Elliott with the Newsom administration described the workforce shortage “as a real problem and one that we’re taking very seriously.” He said funding recently approved by the Legislature and governor should help.
“The answer to it is a $1.7 billion workforce initiative to develop more than 20,000 new clinical social workers and other professionals in adjacent space,” Elliott added. “Because we can do everything else right and if we don’t have people to do the jobs, then none of it matters.”
County leaders and their advocates say that money should eventually produce new, trained workers, though it could take years.
“I hope that those investments will yield a lot of success, but it’s not happening this second. And we’re layering another program on top of it,” said Jacquline Wong-Hernandez, deputy executive director at the California State Association of Counties, which lobbies for county governments at the state Capitol.
Editor’s note: Ahead of a crucial vote in the Legislature on CARE Court, county leaders say amendments to add one-time, up-front funding of $57 million for counties to implement the program have addressed their “the most immediate fiscal and policy concerns.”
Housing first or treatment first?
There’s another severe shortage counties would have to contend with if CARE Court were to become law: housing for people in the program.
Advocates say the program emphasizes treatment before housing, when it should be the other way around.
“There's this sense that mental illness and in some cases substance use are one of the root causes of homelessness,” said Mari Castaldi with the advocacy group Housing California. “What evidence shows is that high housing costs and low housing vacancy rates are the primary predictors of the rate of homelessness in a given community.”
While the bill would allow judges to order housing as part of a patient’s “CARE plan,” Castaldi says counties, which would be on the hook for meeting those plans, have limited housing resources.
Quist with Sacramento County said there’s already a severe lack of available housing locally and across the state. The region has an estimated shortfall of nearly 60,000 affordable homes for its lowest-income renters, according to the Sacramento County Housing Need Report 2022.
The county is also short several thousand shelter spaces. There are only about 3,400 shelter and housing beds available by local governments, nonprofits and faith groups for people experiencing homelessness, according to a report from the nonprofit California Housing Partnership. But there are nearly 9,300 unhoused people in Sacramento County. The existing shelters are typically full on any given day.
“We can get individuals into services, help them get better. But then once they’re better, where are they going to live?” Quist said.

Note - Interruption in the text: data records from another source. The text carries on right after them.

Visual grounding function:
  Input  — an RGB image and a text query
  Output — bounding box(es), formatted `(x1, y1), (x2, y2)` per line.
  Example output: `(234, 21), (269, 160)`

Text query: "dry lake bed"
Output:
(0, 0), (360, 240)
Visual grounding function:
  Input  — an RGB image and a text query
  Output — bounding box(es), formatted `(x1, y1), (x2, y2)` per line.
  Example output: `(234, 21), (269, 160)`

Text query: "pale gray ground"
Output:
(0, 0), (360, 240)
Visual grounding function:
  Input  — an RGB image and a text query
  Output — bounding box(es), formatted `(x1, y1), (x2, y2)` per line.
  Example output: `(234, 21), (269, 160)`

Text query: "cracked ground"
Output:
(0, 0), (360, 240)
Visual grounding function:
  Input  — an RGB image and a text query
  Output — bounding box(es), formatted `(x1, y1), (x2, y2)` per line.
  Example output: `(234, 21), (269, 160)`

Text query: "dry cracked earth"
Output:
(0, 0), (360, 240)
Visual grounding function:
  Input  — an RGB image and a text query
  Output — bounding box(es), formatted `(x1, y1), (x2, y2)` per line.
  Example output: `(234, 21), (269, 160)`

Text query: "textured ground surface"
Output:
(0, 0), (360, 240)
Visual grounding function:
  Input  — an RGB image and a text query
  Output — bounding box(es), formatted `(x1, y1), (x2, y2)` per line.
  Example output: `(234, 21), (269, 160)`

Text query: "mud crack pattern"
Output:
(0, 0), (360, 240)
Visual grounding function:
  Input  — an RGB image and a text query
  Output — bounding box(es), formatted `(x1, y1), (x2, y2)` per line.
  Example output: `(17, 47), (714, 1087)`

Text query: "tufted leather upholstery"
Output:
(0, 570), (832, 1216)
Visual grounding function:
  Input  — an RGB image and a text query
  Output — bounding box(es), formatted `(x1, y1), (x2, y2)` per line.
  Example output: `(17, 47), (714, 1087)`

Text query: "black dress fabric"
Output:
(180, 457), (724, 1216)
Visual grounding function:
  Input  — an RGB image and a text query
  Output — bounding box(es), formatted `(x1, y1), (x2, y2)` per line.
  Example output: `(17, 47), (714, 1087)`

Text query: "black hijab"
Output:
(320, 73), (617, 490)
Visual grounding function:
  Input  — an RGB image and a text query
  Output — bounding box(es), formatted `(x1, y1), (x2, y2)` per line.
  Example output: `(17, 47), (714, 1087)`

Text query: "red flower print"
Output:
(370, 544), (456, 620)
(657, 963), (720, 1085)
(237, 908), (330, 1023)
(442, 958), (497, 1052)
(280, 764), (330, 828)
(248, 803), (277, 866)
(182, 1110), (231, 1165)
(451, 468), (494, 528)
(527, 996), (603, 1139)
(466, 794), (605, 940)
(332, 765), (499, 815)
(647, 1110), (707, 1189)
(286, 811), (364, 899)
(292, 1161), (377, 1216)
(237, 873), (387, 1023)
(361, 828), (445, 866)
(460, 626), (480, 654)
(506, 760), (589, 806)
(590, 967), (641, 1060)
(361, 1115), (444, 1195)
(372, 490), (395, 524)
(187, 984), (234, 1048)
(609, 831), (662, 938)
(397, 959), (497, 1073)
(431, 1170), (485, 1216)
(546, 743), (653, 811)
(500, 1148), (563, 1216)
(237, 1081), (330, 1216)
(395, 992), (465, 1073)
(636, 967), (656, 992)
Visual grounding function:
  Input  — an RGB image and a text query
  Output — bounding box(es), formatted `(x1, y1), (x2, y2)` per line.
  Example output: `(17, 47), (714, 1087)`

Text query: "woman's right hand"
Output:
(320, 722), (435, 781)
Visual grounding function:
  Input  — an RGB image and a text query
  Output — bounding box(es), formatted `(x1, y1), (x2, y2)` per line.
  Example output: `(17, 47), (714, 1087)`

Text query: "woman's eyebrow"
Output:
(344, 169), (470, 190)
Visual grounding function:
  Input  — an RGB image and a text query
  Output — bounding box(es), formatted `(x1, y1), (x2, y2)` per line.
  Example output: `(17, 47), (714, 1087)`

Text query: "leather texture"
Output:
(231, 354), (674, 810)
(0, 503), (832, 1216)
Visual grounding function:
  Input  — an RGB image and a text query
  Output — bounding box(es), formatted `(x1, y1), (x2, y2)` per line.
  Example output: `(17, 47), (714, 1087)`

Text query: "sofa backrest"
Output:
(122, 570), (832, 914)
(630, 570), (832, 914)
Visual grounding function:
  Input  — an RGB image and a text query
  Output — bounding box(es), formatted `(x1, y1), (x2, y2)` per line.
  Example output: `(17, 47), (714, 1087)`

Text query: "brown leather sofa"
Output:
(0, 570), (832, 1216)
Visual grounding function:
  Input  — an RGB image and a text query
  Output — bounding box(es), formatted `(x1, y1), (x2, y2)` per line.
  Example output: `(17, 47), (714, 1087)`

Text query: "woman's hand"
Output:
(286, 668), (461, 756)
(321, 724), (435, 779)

But Elliott points to some $15 billion in state funding approved since 2020 for counties to build and acquire more housing units. For example, the state has funded 12,500 homes for people exiting homelessness through its project Homekey, which pays cities and counties to buy and convert hotels, motels and other buildings into homes.
“Do we have enough housing to provide a permanent supportive unit to every single person experiencing homelessness in California? No, we do not, and it's a goal,” he said.
But, he added: “The scarcity mindset that we very appropriately operated under for many, many decades is now no longer the case.”
Elliott also pointed to $1.5 billion in the state budget approved earlier this year to house people enrolled in behavioral health treatment.
The California Assembly approved amendments to the bill Aug. 25 to make clear that families can be more involved in the “CARE plans” of their loved ones.